ZS: If people take the lyrics to heart, I don’t want to make them feel disingenuous or not thought out. I don’t spend weeks figuring out what perfect words I want to say. Especially with this record, we didn’t have any lyrics or melodies until about the fifth day of recording. So it was a lot of listening to the bounces and thinking about the mood. We tried to write the words to fit the mood rather than the perfect words to describe something or put your heart on your sleeve too much. Which, no disrespect towards artists that are good at that, I appreciate that too. Sometimes I don’t think the words truly matter as much as the picture you paint.
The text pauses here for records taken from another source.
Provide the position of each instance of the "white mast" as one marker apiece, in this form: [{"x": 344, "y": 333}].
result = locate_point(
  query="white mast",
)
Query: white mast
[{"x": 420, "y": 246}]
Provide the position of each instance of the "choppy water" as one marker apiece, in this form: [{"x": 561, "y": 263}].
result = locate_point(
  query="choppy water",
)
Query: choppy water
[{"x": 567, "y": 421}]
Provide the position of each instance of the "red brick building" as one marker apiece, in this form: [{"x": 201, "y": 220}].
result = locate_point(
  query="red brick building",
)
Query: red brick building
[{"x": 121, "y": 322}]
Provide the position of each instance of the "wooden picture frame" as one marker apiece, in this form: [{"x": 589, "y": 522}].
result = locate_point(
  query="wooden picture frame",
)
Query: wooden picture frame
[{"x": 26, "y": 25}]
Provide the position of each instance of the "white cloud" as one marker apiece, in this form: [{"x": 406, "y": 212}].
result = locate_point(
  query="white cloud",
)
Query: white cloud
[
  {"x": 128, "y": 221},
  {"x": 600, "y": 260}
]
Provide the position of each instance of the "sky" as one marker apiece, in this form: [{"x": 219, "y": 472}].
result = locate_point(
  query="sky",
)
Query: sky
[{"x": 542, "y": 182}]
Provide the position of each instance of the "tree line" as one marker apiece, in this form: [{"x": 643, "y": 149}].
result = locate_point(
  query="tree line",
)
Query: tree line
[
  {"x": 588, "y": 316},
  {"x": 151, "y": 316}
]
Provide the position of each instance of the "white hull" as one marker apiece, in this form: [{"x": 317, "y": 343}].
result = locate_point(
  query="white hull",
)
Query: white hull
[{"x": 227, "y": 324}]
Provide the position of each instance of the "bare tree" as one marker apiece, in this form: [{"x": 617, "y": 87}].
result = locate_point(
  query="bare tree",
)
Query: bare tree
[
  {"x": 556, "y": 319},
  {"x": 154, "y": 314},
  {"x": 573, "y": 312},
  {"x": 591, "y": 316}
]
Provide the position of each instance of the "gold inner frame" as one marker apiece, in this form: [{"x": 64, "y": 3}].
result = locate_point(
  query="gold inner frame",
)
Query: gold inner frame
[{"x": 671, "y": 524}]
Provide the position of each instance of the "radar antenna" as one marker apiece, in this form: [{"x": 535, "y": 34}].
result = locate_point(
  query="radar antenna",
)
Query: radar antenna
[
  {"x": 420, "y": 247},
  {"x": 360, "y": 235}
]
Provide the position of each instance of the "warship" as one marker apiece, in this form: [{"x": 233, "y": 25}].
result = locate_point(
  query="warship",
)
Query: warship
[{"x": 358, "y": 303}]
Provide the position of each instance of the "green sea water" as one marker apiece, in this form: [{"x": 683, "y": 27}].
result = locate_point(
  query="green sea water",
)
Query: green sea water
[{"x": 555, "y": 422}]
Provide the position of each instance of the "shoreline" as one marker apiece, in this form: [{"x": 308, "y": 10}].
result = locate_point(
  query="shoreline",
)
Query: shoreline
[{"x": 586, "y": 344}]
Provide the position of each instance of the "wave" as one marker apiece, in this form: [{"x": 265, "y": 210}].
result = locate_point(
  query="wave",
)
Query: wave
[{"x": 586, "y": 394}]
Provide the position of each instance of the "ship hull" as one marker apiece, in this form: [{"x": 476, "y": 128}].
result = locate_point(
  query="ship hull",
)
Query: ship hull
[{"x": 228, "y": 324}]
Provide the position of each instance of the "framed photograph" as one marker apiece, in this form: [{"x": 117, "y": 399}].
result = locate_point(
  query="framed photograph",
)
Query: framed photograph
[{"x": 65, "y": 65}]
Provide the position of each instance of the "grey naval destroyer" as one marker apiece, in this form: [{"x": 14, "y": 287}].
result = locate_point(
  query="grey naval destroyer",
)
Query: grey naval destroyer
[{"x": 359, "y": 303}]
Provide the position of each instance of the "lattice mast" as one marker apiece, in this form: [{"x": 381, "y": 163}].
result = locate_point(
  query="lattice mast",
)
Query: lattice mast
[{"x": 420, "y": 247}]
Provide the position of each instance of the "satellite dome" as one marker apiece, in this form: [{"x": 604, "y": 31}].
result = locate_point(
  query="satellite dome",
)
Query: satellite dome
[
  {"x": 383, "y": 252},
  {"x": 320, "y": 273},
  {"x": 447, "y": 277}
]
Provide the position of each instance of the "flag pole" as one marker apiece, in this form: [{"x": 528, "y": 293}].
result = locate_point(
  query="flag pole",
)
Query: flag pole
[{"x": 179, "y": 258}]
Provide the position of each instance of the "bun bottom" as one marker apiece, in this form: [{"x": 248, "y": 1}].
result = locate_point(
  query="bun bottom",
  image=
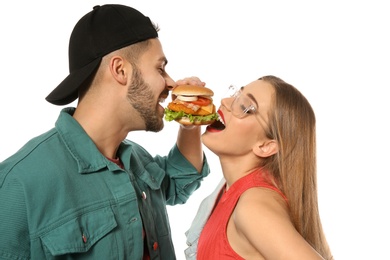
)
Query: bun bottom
[{"x": 186, "y": 121}]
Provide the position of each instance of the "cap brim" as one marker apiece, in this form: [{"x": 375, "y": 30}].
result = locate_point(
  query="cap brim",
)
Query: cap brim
[{"x": 67, "y": 91}]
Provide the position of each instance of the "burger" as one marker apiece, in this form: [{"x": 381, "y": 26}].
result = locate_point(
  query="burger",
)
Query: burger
[{"x": 191, "y": 105}]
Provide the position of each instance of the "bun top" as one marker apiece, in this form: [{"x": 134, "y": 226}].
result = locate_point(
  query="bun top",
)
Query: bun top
[{"x": 191, "y": 90}]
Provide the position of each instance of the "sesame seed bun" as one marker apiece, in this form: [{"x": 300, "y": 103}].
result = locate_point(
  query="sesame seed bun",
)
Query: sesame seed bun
[{"x": 191, "y": 90}]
Treble: Tell me about Mermaid Boy and Draag Me. “The Whole Time” rips.
ZS: Thanks, yea. I think I did [Mermaid Boy] when one of our members quit. We were all kind of in a bad mood and not sure if we wanted to continue. I recorded that album in a day. I didn’t think about that much stuff. I also didn’t have the equipment I have now, so it’s super grimy and recorded straight onto my computer, straight on to GarageBand. But with the Draag Me stuff, I’m trying to get better as a producer. Learning how to mix and master, make electronic music not boring. I’d like to incorporate that kind of vibe into newer Spirit stuff.
Treble: You and Rivka collaborate with visuals. Do you or any of the other band members have any other artistic mediums that inform Spirit’s music?
ZS: I think everyone has a special skill. Pat helps me a lot with some of the songwriting when it gets to the little things that matter like, how to complete a song or figuring out if a part is too long. Kyle is a genius at fixing guitars and equipment, he’s in school for it right now. Derek was in the band for a while, he’s a great producer. He’s not in the band anymore. Now we have Corey in the band, he’s also a great musician.
Treble: Is Spirit of the Beehive a visual band?
ZS: Definitely, yeah. I try to write cinematically and I’d love to have a constant visual aspect to the live shows, we’re just not there yet. But if we could figure out a way to do that, that would be cool.
Treble: What have you been listening to/reading/watching?
ZS: Toro y Moi. Daughters. Bunch of weird house music that my coworkers play. Detroit and Chicago stuff. The newer stuff is a bridge for getting into that and then diving deeper to find out where it came from.
Treble: What bands/labels should everyone be supporting right now?
ZS: I don’t have any specifics but anything that’s been said is “underrated” or “under the radar,” check those bands out. Get them on the radar, whatever that means. If that even matters to the bands or the artists or labels. Also, bands break up all the time. I’d say if you liked whatever band that was, it would be cool to keep up on whatever they do next because you might be missing out on some cool shit. There’s so many labels and bands trying hard and there are only a select few at the top.